# Deputy's missing gun found in mailbox



## kwflatbed (Dec 29, 2004)

A gun that a Plymouth County deputy sheriff lost at a Pembroke Dunkin' Donuts turned up in a Weymouth mailbox.

The deputy had left the pistol in the men's room of the donut shop last Thursday. About 45 minutes after leaving, he discovered it was missing. When he returned to retrieve it, the weapon was gone.

The deputy immediately reported it.

On Sunday, Pembroke police received a call from an unidentified man that he found the gun and was going to turn it over to a friend who is a police officer. When the man was unable to catch up with the friend, he decided to drop in a mailbox at the corner of Washington and Federal streets in Weymouth Landing.

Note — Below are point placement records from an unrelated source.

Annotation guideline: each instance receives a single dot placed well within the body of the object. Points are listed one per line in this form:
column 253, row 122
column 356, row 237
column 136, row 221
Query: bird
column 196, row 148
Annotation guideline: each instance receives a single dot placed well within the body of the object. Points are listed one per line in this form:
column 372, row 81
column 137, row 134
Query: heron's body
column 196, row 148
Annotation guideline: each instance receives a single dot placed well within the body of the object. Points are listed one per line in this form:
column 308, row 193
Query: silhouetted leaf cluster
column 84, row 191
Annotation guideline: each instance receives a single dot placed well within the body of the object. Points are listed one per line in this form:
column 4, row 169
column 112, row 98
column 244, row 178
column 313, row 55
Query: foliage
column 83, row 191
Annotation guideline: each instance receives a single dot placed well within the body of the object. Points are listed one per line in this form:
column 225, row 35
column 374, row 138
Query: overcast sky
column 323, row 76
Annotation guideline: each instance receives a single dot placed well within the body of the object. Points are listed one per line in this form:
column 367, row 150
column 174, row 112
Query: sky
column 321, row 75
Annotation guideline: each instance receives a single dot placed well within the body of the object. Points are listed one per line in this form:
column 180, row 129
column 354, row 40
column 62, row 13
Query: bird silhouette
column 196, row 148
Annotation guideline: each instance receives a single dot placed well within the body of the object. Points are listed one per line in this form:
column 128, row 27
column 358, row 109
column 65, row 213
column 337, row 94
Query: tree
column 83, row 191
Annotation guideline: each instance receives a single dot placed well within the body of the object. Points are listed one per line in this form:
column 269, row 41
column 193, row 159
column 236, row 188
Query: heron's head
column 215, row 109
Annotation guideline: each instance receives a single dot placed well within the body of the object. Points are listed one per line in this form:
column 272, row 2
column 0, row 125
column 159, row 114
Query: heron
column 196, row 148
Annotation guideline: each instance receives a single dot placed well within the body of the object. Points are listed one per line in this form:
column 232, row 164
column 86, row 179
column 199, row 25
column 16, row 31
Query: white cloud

Pembroke notified Weymouth police. An officer recovered the gun in the mailbox.
Authorities said the weapon had not discharged.
The deputy faces disciplinary action.


----------



## Ptlm.Shamrock147 (Aug 28, 2005)

:NO: Un-friggin real..... Ummmm how do you forget your... GUN!!!!!!! Scary, what if a 7 year old went in there and found it! He should be fired!


----------



## EOD1 (Mar 11, 2004)

ya know, (not to insult the wonderfully trained NAvy MA's) i personally have recovered 4 weapon (M9 & M727) of the bottom of the ocean. because they drop them of boats. i used to see them skip accross the ground when they made their feeble attempts of running. i used to find weapons in the food shop bathrooms. just so many rediculous incidents of pure stupidity.


----------



## sempergumby (Nov 14, 2003)

I can understand your hat ( cover ) but not your weapon. That guy should be flogged.


----------



## dfc2502 (Oct 28, 2003)

*whats up with this?*

*Sheriff's deputy loses gun in eatery: Officer suspended; probe continues to locate weapon left in doughnut shop*

_By DON CONKEY
The Patriot Ledger_

PEMBROKE - A Plymouth County deputy sheriff's handgun was still missing Friday after he inadvertently left it in a doughnut shop rest room the night before.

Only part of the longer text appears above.